That's where I become interested. It's not good enough to assume that his characterizations are odd, or out of the mainstream, or not very illuminating. That's not good enough. Since he continues to use language that isn't in the approved word list, there's this curiousity about what he "really" means by that. Maybe, some people speculate, he is lying.
That's ridiculous. Usually, when people tell you they believe something, they are telling the truth. He believes that evolution is random. Not that it matters, but by the definition he is using, he happens to be correct, but that really isn't important. The important thing is that he is not a creationist. How do I know that? Because he says so.
Generalizing this to the the general topic of this thread, it is dangerous to read anything into someone's position beyond what they say. You cannot infer that someone is a lousy scientist if they happen to be a creationist. If someone says they are not a creationist, that probably means they are not a creationist. There might be a little bit of ambiguity in definitions, as in whether someone can believe in the theory of common descent and/or evolution and still be a creationist, but there's no reason to believe that anyone is lying about his beliefs.
Articulett says that mijo and Behe have a lot in common. I disagree. I do, however, think they have something in common. Both are accused of lying, even though there's no reason to believe they are anything but honest.
May I offer another persepctive (because, while I think you started out fine, I also think there is some misrepresentation in what you wrote above)?
What I specifically object to in your above post is the idea of there being an approved word list. I do not agree. I think there are ways of facilitating communication and ways of throwing up road blocks.
We use words and words carry many connotations. The word "random" has many meanings to many people and when it comes to teaching evolution to children it is not a particularly good word to use because of these connotations.
IIRC the technical use of the word "random" was introduced into these discussions not by Mijo but by Walter Wayne (I seem to recall someone else pushing the idea too but can't remember who). Walter was very specific about its use as a technical term. I don't think anyone really disgrees with his points. The only potential problem is that when it comes to using this word out there, in the real world, most folks don't know this technical definition. They, therefore, would get an entirely wrong impression from any discussion about evolution being random unless you were to be very precise and explicit in your use of the word "random".
Mijo started his thread not with the question, "what is random?" but with the question, "How is evolution non-random?" or more precisely, "What is the evidence that evolution is non-random?".

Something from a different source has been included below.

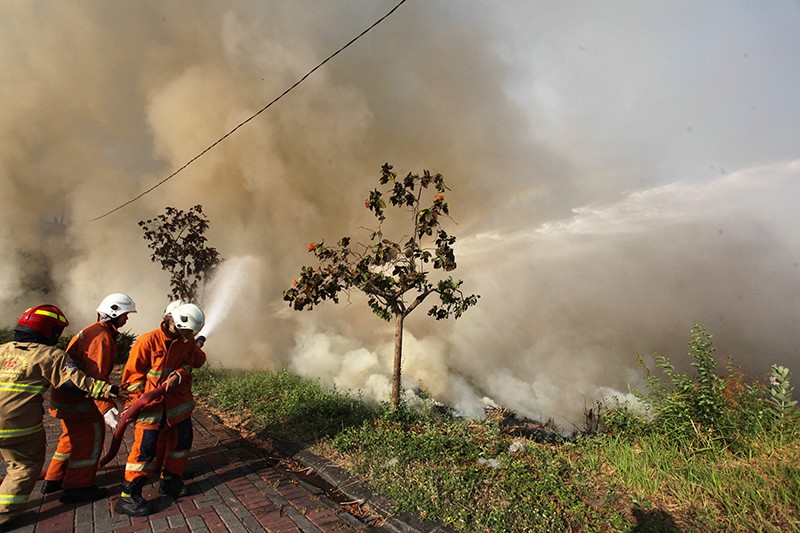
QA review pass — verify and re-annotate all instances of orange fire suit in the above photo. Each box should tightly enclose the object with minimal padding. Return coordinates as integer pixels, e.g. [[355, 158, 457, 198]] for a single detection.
[[0, 341, 119, 525], [122, 323, 206, 482], [45, 322, 117, 489]]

The discussion, properly speaking, then was not about "random" but "non-random". I did not follow every bit of that discussion, but it seemed fairly clear to me (and please correct me if I am wrong here) that Mijo's particular use of the word "non-random" was as a synonym for "determined". But that is not how we use the word "non-random" in common speech. I, for one, view "determined" to be a special subset of "non-random". Non-random seems to mean, at least from the usage I have seen, any process that further limits the probability distribution we see in a random process (and to forestall the other discussion I am very well aware that random processes are limited to begin with -- non-random refers to further limitations on random outcomes).
In that sense, natural selection is non-random because it limits outcome probabilities. The outcomes are not absolutely determined in almost every instance, so evolution is still random in the technical sense. But to tell people that evolution is random and leave out the non-random aspects of natural selection in that discussion would be a gross misrepresentation of the evolutionary process. As far as I can tell, that is the real objection to the use of the word "random" in this discussion.
When we use words in non-traditional ways (using "random" in its technical sense is non-traditional) and other people do not know the technical definitions used, this creates a block to communication. This is not an issue of "words on an approved or non-approved list" but of proper communication. I think most people would agree that evolution meets the definition of "random" when narrowly defined and used in this technical sense. I think most educators who work in the real world, however, would object vociferously to describing evolution as random simply because the word out there means many, many more things and carries connotations that the technical definition does not imply.
The rest seems to be a major personality conflict.
ETA
The further point is that some folks seemed to imply that "random" in the previous discussions tells us something about the nature of reality. It does not. Ultimately the universe is deterministic or indeterministic. If it is deterministic, then evolution is deterministic and "random" is just a garbage term to describe our ignorance. If it is all indeterministic, then everything is "random", so its use is meaningless and it does no good to discuss evolution as random.